Using Joplin as a tool for keeping small medical records

Hi, I am a total newcomer to this forum, and a new user of Joplin also.
I work as a psychologist and I was thinking of using Joplin as a tool for keeping a medical record. So I guess what I am wondering is how ”secure” it is to use Joplin with E2EE enabled and set up on my OneDrive? I use Bitwarden as a password manager so I Will set a really strong password.

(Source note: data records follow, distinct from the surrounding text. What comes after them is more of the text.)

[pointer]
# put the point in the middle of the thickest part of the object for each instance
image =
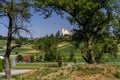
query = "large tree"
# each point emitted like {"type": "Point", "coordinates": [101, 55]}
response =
{"type": "Point", "coordinates": [92, 19]}
{"type": "Point", "coordinates": [18, 14]}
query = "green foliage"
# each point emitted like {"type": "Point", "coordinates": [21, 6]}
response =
{"type": "Point", "coordinates": [117, 74]}
{"type": "Point", "coordinates": [93, 20]}
{"type": "Point", "coordinates": [19, 58]}
{"type": "Point", "coordinates": [32, 58]}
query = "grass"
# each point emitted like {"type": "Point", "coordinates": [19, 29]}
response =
{"type": "Point", "coordinates": [32, 65]}
{"type": "Point", "coordinates": [77, 72]}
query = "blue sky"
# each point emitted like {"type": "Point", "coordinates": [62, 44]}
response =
{"type": "Point", "coordinates": [40, 26]}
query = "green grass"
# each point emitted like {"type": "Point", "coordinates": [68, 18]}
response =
{"type": "Point", "coordinates": [32, 66]}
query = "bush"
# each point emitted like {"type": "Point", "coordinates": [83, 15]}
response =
{"type": "Point", "coordinates": [1, 65]}
{"type": "Point", "coordinates": [117, 74]}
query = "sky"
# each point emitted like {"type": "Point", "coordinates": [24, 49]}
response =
{"type": "Point", "coordinates": [41, 27]}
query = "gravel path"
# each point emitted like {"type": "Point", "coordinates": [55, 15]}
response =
{"type": "Point", "coordinates": [15, 72]}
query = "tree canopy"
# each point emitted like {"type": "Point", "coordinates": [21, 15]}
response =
{"type": "Point", "coordinates": [93, 20]}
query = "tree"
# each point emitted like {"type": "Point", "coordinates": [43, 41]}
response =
{"type": "Point", "coordinates": [19, 58]}
{"type": "Point", "coordinates": [31, 58]}
{"type": "Point", "coordinates": [18, 14]}
{"type": "Point", "coordinates": [92, 18]}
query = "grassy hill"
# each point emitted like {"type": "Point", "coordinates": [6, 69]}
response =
{"type": "Point", "coordinates": [76, 72]}
{"type": "Point", "coordinates": [65, 49]}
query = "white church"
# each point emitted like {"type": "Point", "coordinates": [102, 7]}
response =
{"type": "Point", "coordinates": [65, 31]}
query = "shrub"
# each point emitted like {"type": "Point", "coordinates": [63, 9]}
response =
{"type": "Point", "coordinates": [117, 74]}
{"type": "Point", "coordinates": [19, 58]}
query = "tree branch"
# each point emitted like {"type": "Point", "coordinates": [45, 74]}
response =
{"type": "Point", "coordinates": [20, 28]}
{"type": "Point", "coordinates": [4, 25]}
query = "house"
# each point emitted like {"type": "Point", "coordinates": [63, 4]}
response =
{"type": "Point", "coordinates": [26, 58]}
{"type": "Point", "coordinates": [65, 32]}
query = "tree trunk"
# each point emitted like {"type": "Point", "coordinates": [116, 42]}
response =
{"type": "Point", "coordinates": [7, 67]}
{"type": "Point", "coordinates": [90, 52]}
{"type": "Point", "coordinates": [8, 49]}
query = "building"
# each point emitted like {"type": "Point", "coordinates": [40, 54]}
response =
{"type": "Point", "coordinates": [65, 32]}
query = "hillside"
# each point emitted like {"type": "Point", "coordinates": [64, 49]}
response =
{"type": "Point", "coordinates": [77, 72]}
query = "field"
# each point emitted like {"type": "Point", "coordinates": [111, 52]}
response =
{"type": "Point", "coordinates": [50, 71]}
{"type": "Point", "coordinates": [76, 72]}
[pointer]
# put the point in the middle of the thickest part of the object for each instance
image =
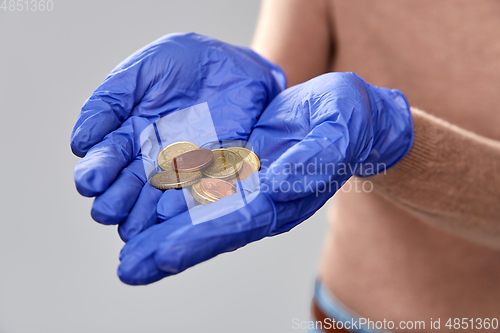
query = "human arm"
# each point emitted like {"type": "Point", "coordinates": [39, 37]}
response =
{"type": "Point", "coordinates": [450, 178]}
{"type": "Point", "coordinates": [296, 35]}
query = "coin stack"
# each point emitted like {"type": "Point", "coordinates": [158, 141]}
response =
{"type": "Point", "coordinates": [210, 173]}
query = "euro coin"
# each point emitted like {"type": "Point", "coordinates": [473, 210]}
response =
{"type": "Point", "coordinates": [166, 156]}
{"type": "Point", "coordinates": [170, 179]}
{"type": "Point", "coordinates": [193, 160]}
{"type": "Point", "coordinates": [199, 196]}
{"type": "Point", "coordinates": [225, 165]}
{"type": "Point", "coordinates": [248, 156]}
{"type": "Point", "coordinates": [246, 170]}
{"type": "Point", "coordinates": [216, 189]}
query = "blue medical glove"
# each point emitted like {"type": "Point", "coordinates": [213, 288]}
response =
{"type": "Point", "coordinates": [172, 73]}
{"type": "Point", "coordinates": [311, 139]}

The requirements for the contents in medical records in Sweden is not so demanding when it comes to psychological treatments, so I Will not be saving extremely sensitive information, but the authorities have requirements when it comes to privacy - I have to make sure that no one gets access to the records.

There are some companies that sell this service, and what I am looking for is safety and privacy on their level (e.g.

Any help would be greatly appreciated!


One thing to keep in mind is while your data is secure in OneDrive or whatever else you're using to sync, it's not encrypted on your PC. Not sure if this is a blocker for you.

To be safe you should probably encrypt you whole laptop if the data is particularly sensitive (with BitLocker for example), and in that case you don't need to worry about the local data encryption. E2EE should be secure - the few times it's been audited no issue was found, and the lib we use also has no known vulnerabilities.

Thank you so much. Very helpful!
I am not sure if I am on a Windows 10 pro-license. That is the only version that has Bitlocker, right? Are there alternatives to that software?
Are there any other options - like protecting the exe-file for Joplin with a password?

Kind regards,

Otherwise you can use something like VeraCrypt. But in terms of usability Windows Bitlocker is much simpler, you enable it and forget it's even there, and a Windows 10 Pro license is not excessive I guess for a business.

There are workarounds to encrypt drives with BitLocker in Windows 10 Home too (see Another method would be to encrypt a partition or even an external drive on a different computer, and then use it under the Windows 10 Home machine (since accessing BitLocker-protected drives is actually officially supported in Home).

VeraCrypt is great, but it also has a known performance issue (see, which can dramatically reduce I/O performance, especially on fast SSDs. Not that it matters when storing documents and such, but still.